Author:
Carvalho Luísa,Pinto Teresa,Cammisano Alessandro,Cid João,Faísca-Silva David,Miguel Costa J.,Amâncio Sara,Martins Antero,Gonçalves Elsa
Abstract
The valorisation of genetic variability through the identification suitable genotypes for traits such as yield and must quality is an effective strategy used for grapevine selection.
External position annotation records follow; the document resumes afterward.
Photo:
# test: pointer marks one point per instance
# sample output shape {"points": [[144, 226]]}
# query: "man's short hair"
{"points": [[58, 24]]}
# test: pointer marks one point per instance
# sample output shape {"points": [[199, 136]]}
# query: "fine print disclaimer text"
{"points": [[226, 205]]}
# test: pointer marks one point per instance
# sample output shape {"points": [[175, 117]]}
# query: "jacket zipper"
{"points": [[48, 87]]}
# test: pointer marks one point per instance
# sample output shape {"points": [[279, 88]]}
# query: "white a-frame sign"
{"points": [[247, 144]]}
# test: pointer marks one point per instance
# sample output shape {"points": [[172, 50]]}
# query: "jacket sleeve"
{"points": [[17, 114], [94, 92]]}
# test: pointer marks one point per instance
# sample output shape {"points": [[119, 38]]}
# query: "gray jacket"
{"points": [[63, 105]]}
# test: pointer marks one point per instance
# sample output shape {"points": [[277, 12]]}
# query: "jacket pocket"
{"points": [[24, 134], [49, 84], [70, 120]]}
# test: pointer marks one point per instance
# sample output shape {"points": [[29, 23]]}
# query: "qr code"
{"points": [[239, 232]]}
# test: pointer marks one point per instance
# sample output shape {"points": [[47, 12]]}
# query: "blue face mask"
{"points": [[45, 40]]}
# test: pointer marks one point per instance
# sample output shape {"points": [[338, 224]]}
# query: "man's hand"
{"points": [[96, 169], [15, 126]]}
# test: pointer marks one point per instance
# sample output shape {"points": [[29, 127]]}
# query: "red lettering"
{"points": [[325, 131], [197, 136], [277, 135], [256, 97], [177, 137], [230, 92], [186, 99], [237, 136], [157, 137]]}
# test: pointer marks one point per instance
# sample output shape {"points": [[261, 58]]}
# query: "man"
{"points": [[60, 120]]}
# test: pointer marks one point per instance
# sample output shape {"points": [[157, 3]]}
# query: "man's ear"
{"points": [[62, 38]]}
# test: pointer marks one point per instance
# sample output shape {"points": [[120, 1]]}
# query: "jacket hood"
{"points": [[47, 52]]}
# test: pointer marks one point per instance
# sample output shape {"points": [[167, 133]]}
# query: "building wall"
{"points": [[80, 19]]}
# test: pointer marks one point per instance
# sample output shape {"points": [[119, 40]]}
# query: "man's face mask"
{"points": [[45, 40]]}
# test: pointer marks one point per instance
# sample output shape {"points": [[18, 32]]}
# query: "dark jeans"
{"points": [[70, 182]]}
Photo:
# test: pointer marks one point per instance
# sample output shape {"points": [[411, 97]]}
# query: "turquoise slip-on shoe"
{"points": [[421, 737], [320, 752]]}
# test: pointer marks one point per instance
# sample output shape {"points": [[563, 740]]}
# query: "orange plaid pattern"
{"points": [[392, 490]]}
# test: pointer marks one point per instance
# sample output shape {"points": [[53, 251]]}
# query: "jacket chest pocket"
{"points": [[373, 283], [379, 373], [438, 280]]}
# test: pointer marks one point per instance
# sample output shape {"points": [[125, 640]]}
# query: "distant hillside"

Currently, climate change-driven heat waves and drought affect plant growth and wine quality, but little information is available on intravarietal variability regarding responses to stress. In the current work, the intravarietal genetic variability of the Portuguese variety Arinto was studied for yield, must quality, and tolerance to abiotic stress. An innovative approach using rapid, and nondestructive measurements of surface leaf temperature (SLT), Normalized Difference Vegetation Index (NDVI), Photochemical Reflectance Index (PRI), and chlorophyll content (SPAD), was used in an experimental population of 165 clones of Arinto installed according to a resolvable row-column design with 6 replicates. Also, yield and quality characteristics of the must were quantified. Linear mixed models were fitted to the data, and the empirical best linear unbiased predictors (EBLUPs) of genotypic effects for each trait were obtained as well as the coefficient of genotypic variation (CVG) and broad sense heritability. The results enabled the selection of a group of genotypes with increased tolerance to stress, which maintained the must quality of Arinto.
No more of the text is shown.